There is much trickery in how all sorts of data is released. “Full disclosure” comes in dribs and drabs and in different documents to make the full picture indecipherable.
Journalists are livid.
Member for Buderim Brent Mickelberg, the Opposition Open Data spokesman, describes this as Labor’s disaggregation policy.
“The government has disaggregated the data to hide it from the public,” said Mickelberg, a former stockman and infantry officer.
“They split it up into pieces that cannot be analysed.’’
To further confuse readers, some material comes in Excel spreadsheets that cannot be easily compared with other documents released on PDFs at different times.
Suspiciously, some ministerial spending data is released six monthly and some annually, making it difficult to track.
“The state government has a culture of secrecy from the top down,” said Mickelberg.
He said hospital data is still fudged with chairs counted as beds.
“Chairs are not hospital beds, but the state government counts them in their data to suit their own agenda,” he said.
“They are hiding behind the spin.
“Hospital data that is of public importance should be transparent and easily accessible for all Queenslanders.”
Labor’s propaganda machine has outsmarted itself.
Here I should point out that the annual report of the Department of Premier and Cabinet fails to list the number of media and communications staff engaged in propaganda.
And like so many annual reports, it is replete with waffle and self-praise and short on facts.
The troika would not have put up with it.
We may already be in a totalitarian state where our right to know is curtailed and our freedom of movement curbed.
Government spin doctors have a statutory obligation to provide information, not hide it.
We got more worrying examples of life inside the secret state this week.
Dr Nikola Stepanov, the Queensland Integrity Commissioner, suggested wrongdoing was rampant inside the government. And public servants were afraid to speak out about it.
“There has been a noticeable increase in the number of requests relating to concerns about corrupt conduct, bullying, and other improper conduct,” she reported to parliament.
She said she had been approached by individuals “unsure as to which approach to take to resolving these matters.’’
Stepanov said something even worse. The Palaszczuk government stripped her of staff as complaints rolled in.

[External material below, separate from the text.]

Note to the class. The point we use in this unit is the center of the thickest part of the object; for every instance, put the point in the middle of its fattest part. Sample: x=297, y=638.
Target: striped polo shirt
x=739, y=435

Surprise, surprise. She was unable to do a deep dive into the questionable conduct of Labor-linked registered lobbyists.
Stepanov referred to “potential breaches of the Lobbying Code of Conduct”.
“Unfortunately, I was unable to provide advice in response to all requests received,’’ she said.
Her office was hobbled when it “was substantially affected” by staff cuts.
Fiona Simpson, the Opposition integrity spokeswoman, wonders whether all annual reports meet the legislative requirements.
“Accountability and transparency matter as they help prevent or reveal corruption and maladministration,” she said.
“Corruption and maladministration both hurt people.”
Simpson said the then auditor-general Glenn Poole first raised these issues 13 years ago.
In a report to parliament Poole warned senior bureaucrats they had to develop “robust systems” with their ministers “to meet the prescribed requirements of the Financial Administration and Audit Act 1977 and Financial Management Standard 1997, particularly with regard to tabling, and the reporting on governance, performance and other specific information and the statutory obligations they administer’’.
Des Houghton is a media consultant and former editor of The Courier-Mail, the Sunday Mail and Sunday Sun.